What Will Patients Expect in the Completeness of Their Electronic Medical Records?
by Fred Fortin
Just briefly, I want to talk about the electronic medical record (EMR) from the point of view of patient expectations of how they will be managed. We ‘ve talked about errors in the record, as well as the complexity of the privacy issues. And for the record, I want to repeat what Fred Trotter wrote as it concerned Microsoft’s new Health Vault:
Medical records belong to the patient, except when they don’t. They should be accessible to the patient except when they shouldn’t. The records of minors are always open to their guardians except when they are closed. Segmenting data in order to protect portions of health information is currently an intractable problem of free-text analysis. Tagging patient records with critical information is difficult. Trust is far more complex than is first seems. Finally, patients should be allowed to “control” their own record, except when that control would allow them to do something that would invalidate the record.

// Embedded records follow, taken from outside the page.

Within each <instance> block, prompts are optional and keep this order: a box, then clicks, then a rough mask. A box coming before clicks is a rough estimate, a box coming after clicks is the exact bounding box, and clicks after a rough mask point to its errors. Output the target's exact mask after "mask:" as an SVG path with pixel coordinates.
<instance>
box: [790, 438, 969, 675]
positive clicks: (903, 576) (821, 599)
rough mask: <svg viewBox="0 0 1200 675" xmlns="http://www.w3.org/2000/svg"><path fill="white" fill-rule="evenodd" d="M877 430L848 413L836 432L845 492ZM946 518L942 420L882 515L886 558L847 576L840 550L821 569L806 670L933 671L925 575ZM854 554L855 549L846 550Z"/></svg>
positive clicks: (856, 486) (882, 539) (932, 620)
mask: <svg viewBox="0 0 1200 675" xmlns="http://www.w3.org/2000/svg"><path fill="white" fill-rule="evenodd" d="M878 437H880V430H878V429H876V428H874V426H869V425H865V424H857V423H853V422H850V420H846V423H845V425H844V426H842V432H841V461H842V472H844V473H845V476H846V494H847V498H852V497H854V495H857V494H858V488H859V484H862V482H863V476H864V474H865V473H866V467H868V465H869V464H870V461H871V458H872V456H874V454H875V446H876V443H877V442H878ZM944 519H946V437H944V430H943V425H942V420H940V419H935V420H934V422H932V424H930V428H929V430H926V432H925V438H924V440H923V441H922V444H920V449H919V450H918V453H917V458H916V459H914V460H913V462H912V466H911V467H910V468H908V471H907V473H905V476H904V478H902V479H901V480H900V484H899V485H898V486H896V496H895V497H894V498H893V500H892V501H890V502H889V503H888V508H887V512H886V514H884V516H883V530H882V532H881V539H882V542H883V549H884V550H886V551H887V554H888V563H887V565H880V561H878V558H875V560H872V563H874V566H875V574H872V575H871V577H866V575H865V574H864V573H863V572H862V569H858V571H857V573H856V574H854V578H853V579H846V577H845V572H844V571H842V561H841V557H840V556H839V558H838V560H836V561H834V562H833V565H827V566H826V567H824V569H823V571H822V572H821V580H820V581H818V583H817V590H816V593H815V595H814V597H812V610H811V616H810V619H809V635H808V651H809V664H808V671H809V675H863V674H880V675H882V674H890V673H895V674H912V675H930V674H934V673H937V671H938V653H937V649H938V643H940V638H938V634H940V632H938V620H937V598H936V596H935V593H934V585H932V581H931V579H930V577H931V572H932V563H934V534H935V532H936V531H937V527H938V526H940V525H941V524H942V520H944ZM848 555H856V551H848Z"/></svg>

But the question I have concerns that of omissions and completeness. Will patients have different expectations of doctors and hospitals once they know they’ve converted from paper to electronic medical records? Will the EMR take on a different status of sorts in the patient’s mind? In the old days (most of which are still with us) the patient knew that his or her paper record was scattered about the different providers, and for most, there was no single, all encompassing medical record. But the vision and the hype for electronic medical records is just that — if there’s an emergency, a hurricane, or you are on vacation without your medication, your info will be at hand through the net.
But as we know, that will not be the case most times. Either by design, incompatibility, law, or systems failure, something will be missing. Will it be important information? Who knows. But the public, as it has with banks, credit cards and other electronic dependencies, may believe it to be complete. They may, in fact, have a view of EMRs that is more in line with the industry’s marketing image than with the intricacies or record-keeping reality.